Analysing capacity challenges in the Multi-Airport System of Mexico City 

  • Miguel Mujica Mota ,
  • Irene Izco Berastegui  , 
  • c  Javier Faulin 
  • Amsterdam University of Applied Sciences, Weesperzijde 190, Amsterdam, 1097DZ, The Netherlands
  • Institute of Smart Cities, Public University of Navarre, 31006 Pamplona, Spain 
  • Institute of Smart Cities, Dept. Statistics, Computer Science and Mathematics. Public University of Navarre, 31006 Pamplona, Spain 
Cite as
Mujica Mota M., Izco I., and Faulin J. (2022).,Analysing capacity challenges in the Multi-Airport System of Mexico City. Proceedings of the 34th European Modeling & Simulation Symposium (EMSS 2022). , 044 . DOI: https://doi.org/10.46354/i3m.2022.emss.044

Abstract

The relentless growth in Mexico City’s aviation traffic has inevitably strained capacity development of its airport, raising the dilemma between the possible solutions.
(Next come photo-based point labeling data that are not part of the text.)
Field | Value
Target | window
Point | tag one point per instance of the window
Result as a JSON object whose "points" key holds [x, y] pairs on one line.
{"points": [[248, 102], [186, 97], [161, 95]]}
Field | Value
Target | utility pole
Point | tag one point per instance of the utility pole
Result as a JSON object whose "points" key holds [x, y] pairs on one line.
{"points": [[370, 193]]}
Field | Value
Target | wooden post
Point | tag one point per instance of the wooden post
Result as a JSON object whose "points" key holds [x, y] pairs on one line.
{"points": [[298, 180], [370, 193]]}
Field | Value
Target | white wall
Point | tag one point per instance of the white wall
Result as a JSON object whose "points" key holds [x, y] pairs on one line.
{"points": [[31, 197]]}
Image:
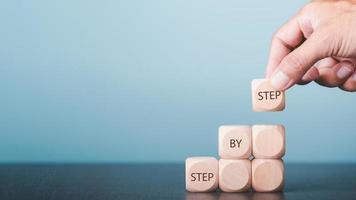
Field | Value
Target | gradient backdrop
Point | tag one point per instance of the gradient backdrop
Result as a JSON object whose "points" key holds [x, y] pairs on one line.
{"points": [[137, 81]]}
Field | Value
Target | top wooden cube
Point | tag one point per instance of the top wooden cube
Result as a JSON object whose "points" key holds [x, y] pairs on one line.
{"points": [[265, 98]]}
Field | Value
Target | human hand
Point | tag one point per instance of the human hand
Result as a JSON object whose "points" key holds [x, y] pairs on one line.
{"points": [[317, 44]]}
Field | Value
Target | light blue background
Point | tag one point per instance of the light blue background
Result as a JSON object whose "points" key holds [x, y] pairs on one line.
{"points": [[137, 81]]}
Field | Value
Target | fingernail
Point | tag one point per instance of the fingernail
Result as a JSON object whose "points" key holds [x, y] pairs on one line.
{"points": [[279, 80], [343, 72], [307, 78]]}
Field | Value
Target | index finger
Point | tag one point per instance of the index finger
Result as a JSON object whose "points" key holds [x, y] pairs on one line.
{"points": [[287, 38]]}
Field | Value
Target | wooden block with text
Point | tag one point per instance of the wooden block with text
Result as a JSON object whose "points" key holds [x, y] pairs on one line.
{"points": [[235, 142], [265, 98], [201, 174]]}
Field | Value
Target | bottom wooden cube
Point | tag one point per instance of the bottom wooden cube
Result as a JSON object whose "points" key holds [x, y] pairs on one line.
{"points": [[234, 175], [267, 175], [201, 174]]}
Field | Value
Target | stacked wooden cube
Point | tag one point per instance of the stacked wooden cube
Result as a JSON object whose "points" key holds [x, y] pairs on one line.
{"points": [[250, 156]]}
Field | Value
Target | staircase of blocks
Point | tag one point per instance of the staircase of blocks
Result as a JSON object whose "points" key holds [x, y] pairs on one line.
{"points": [[250, 156]]}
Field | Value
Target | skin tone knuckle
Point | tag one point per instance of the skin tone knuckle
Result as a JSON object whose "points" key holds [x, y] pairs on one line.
{"points": [[295, 63], [348, 88]]}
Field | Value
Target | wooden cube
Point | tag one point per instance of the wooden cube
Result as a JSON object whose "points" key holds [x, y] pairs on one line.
{"points": [[235, 142], [268, 141], [265, 98], [267, 175], [201, 174], [234, 175]]}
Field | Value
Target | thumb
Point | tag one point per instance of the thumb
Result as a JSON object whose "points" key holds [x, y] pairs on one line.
{"points": [[296, 64]]}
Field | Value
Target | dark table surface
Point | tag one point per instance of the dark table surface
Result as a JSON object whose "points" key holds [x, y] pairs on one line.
{"points": [[161, 181]]}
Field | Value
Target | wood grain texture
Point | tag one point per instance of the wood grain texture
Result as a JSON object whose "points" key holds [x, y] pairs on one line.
{"points": [[268, 141], [160, 181], [235, 141], [265, 98]]}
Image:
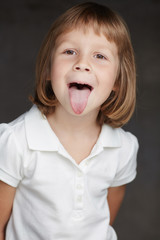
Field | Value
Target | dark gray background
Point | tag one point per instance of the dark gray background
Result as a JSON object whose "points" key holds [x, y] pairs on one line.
{"points": [[23, 25]]}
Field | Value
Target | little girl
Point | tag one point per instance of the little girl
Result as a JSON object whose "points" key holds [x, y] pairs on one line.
{"points": [[64, 164]]}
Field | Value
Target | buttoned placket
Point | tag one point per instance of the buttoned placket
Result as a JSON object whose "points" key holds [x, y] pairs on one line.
{"points": [[79, 192], [80, 178]]}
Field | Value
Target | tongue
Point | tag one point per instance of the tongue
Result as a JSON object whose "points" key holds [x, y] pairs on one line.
{"points": [[78, 99]]}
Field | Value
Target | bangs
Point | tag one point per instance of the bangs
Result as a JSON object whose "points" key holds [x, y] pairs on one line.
{"points": [[101, 20]]}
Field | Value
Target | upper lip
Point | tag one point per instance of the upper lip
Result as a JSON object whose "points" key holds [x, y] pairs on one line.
{"points": [[80, 85]]}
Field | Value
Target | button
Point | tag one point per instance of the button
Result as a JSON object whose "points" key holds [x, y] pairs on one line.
{"points": [[79, 198], [77, 215], [79, 174], [86, 163], [79, 186]]}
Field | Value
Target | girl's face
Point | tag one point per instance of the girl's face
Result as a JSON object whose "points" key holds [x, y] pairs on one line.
{"points": [[83, 71]]}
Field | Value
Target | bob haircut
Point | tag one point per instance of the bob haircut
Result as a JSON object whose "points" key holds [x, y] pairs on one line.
{"points": [[120, 105]]}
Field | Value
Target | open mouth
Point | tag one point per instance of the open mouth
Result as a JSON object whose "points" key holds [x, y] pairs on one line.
{"points": [[80, 86]]}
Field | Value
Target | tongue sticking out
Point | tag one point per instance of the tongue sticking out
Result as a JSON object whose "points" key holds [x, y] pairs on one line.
{"points": [[79, 95]]}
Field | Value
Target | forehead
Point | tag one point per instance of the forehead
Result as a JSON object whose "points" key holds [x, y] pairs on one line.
{"points": [[85, 34]]}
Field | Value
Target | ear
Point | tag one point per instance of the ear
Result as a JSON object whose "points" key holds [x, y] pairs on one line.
{"points": [[48, 78]]}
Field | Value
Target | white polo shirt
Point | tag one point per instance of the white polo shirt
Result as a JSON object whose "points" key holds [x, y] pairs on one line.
{"points": [[57, 199]]}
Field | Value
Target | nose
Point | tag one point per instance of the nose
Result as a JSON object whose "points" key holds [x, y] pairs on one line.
{"points": [[82, 66]]}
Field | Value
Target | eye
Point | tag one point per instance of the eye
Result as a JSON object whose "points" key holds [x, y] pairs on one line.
{"points": [[100, 56], [70, 52]]}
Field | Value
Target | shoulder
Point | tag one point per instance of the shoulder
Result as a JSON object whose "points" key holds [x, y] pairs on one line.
{"points": [[14, 133], [127, 138], [117, 138]]}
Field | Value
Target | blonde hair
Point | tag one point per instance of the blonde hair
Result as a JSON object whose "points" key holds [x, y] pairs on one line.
{"points": [[119, 107]]}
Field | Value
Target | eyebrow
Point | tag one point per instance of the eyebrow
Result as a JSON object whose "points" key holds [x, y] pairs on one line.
{"points": [[100, 47]]}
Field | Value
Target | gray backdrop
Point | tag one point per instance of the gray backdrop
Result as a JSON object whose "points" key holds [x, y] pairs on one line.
{"points": [[23, 25]]}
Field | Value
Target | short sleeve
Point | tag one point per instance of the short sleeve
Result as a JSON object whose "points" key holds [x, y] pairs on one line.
{"points": [[126, 170], [10, 157]]}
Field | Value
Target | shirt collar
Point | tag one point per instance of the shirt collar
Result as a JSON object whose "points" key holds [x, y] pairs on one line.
{"points": [[41, 137]]}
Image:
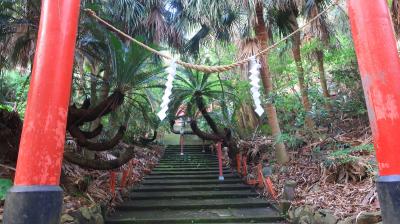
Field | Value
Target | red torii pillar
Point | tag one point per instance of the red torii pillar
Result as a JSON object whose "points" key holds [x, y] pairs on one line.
{"points": [[379, 65], [36, 196]]}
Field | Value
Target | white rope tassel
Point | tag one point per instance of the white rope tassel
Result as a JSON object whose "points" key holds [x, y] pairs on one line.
{"points": [[171, 70], [255, 84]]}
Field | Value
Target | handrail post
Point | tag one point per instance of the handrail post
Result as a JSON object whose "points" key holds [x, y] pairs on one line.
{"points": [[379, 65], [238, 162], [219, 152], [244, 163], [36, 196], [182, 142]]}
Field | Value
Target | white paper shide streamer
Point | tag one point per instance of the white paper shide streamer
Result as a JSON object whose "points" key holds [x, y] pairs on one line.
{"points": [[171, 70], [255, 84]]}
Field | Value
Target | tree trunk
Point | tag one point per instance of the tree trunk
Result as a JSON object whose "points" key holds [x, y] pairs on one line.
{"points": [[300, 75], [262, 37], [322, 77], [203, 109]]}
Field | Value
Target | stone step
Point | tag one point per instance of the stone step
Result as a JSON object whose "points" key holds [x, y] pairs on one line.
{"points": [[195, 172], [194, 204], [164, 169], [190, 176], [186, 189], [248, 215], [192, 195], [188, 165], [199, 187], [189, 182], [191, 157]]}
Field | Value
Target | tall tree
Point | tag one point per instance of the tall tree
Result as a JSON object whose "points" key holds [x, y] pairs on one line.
{"points": [[262, 37], [320, 31]]}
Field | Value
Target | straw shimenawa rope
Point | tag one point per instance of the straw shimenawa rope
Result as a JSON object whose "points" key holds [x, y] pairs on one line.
{"points": [[205, 68]]}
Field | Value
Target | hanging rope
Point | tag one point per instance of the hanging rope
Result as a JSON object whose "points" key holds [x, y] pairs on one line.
{"points": [[206, 68]]}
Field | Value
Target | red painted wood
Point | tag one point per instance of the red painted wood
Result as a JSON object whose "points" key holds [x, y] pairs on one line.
{"points": [[244, 163], [43, 135], [239, 162], [113, 177], [182, 142], [219, 154], [379, 66]]}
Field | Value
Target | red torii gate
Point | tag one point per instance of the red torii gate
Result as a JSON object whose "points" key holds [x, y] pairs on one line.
{"points": [[36, 196]]}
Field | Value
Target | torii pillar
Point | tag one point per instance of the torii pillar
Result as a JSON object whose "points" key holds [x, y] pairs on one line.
{"points": [[36, 196], [379, 65]]}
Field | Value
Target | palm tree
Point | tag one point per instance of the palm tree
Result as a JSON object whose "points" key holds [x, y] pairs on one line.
{"points": [[131, 73], [320, 30], [283, 14], [196, 88], [262, 38]]}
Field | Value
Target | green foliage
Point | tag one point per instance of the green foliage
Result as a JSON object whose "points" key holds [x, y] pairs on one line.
{"points": [[5, 185], [347, 155]]}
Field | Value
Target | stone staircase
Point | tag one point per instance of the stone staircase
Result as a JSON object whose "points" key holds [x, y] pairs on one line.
{"points": [[186, 189]]}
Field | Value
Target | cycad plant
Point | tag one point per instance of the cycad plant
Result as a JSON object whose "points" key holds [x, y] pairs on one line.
{"points": [[132, 71], [199, 89]]}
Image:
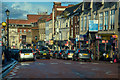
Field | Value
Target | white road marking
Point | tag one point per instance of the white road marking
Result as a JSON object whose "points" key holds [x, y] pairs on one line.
{"points": [[82, 63], [67, 63], [95, 63], [24, 64], [53, 63], [41, 63]]}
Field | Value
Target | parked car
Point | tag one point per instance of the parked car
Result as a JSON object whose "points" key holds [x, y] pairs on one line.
{"points": [[55, 54], [43, 52], [26, 54], [59, 54], [15, 53], [82, 54], [51, 53], [68, 54]]}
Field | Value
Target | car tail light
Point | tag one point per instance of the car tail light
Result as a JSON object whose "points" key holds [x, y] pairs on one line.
{"points": [[89, 51]]}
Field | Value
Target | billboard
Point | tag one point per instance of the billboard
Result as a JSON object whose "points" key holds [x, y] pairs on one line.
{"points": [[93, 25]]}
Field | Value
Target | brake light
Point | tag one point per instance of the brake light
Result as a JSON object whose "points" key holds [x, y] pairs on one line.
{"points": [[68, 53]]}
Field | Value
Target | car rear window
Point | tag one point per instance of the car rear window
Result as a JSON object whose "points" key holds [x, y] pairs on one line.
{"points": [[26, 51]]}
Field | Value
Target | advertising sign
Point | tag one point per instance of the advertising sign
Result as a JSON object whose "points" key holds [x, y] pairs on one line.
{"points": [[93, 25]]}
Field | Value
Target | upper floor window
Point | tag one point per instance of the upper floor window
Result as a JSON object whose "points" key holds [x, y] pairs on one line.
{"points": [[29, 30], [20, 30], [112, 19], [85, 22], [81, 23], [101, 21], [106, 20]]}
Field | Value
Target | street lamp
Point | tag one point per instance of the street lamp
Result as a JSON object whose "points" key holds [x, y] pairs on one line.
{"points": [[7, 13]]}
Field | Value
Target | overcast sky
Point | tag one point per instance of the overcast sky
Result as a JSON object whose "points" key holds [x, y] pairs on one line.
{"points": [[19, 10]]}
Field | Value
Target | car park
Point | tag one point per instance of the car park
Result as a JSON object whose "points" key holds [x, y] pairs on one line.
{"points": [[43, 52], [68, 54], [82, 54], [26, 54], [55, 54], [59, 54]]}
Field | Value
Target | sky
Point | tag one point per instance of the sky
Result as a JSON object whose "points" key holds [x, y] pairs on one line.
{"points": [[19, 10]]}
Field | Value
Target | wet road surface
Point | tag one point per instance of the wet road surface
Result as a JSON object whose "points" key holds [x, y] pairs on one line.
{"points": [[57, 68]]}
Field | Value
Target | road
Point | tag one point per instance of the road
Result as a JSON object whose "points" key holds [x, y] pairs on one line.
{"points": [[58, 68]]}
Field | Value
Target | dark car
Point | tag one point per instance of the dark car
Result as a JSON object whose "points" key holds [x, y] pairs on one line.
{"points": [[82, 54], [14, 53], [59, 54], [68, 54], [43, 52], [55, 54]]}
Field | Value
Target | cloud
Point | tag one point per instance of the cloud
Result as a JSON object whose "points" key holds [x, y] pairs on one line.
{"points": [[19, 10]]}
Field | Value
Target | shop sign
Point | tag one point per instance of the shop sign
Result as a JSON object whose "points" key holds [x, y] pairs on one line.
{"points": [[103, 41], [93, 25], [115, 36], [98, 37]]}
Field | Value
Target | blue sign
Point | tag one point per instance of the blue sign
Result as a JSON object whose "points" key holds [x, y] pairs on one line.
{"points": [[93, 25]]}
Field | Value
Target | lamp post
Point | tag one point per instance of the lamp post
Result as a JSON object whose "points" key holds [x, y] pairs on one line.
{"points": [[7, 13]]}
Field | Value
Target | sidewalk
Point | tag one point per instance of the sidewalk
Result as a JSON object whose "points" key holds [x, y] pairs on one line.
{"points": [[107, 62]]}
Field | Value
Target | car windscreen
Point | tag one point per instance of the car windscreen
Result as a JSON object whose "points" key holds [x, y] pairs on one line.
{"points": [[70, 51], [56, 51], [26, 51]]}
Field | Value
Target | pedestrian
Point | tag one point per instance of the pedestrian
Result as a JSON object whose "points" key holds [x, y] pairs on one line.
{"points": [[104, 56]]}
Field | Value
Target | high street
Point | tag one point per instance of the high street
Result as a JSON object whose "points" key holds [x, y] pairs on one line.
{"points": [[58, 68]]}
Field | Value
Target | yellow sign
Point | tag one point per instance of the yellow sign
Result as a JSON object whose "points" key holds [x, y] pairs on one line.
{"points": [[4, 24]]}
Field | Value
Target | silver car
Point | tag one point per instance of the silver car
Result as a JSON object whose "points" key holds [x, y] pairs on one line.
{"points": [[26, 54]]}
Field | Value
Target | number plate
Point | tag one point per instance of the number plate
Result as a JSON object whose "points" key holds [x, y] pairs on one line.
{"points": [[44, 54], [85, 54], [26, 54]]}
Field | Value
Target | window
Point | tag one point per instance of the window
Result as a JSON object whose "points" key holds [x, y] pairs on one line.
{"points": [[29, 30], [101, 21], [81, 23], [85, 22], [20, 30], [112, 19], [24, 31], [20, 37], [94, 16], [106, 20]]}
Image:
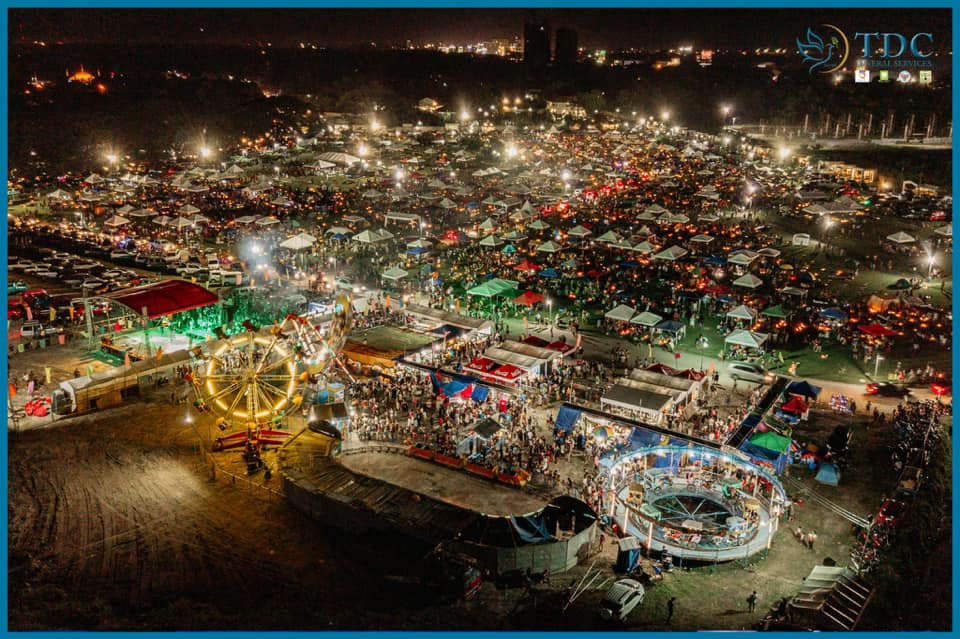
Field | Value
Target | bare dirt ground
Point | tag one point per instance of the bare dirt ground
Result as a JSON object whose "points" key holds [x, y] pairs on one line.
{"points": [[115, 523]]}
In the present study, Mexico’s Multi-Airport System is subjected to analysis by means of multi-model simulation, focusing on the capacity-demand problem of the system. The methodology combines phases of modelling, data collection, simulation, experimental design, and analysis. Drawing a distinction from previous works involving two-airport systems. It also explores the challenges raised by the Covid-19 pandemic in Mexico City airport operations, with a discrete-event simulation model of a multi-airport system composed by three airports (MEX, TLC, and the new airport NLU). The study is including the latest data of flights, infrastructures, and layout collected in 2021. Therefore, the paper aims to answer to the question of whether the system will be able to cope with the expected demand in a short-, medium-, and long 
term by simulating three future scenarios based on aviation forecasts. The study reveals potential limitations of the system as time evolves and the feasibility of a joint operation to absorb the demand in such a big region like Mexico City.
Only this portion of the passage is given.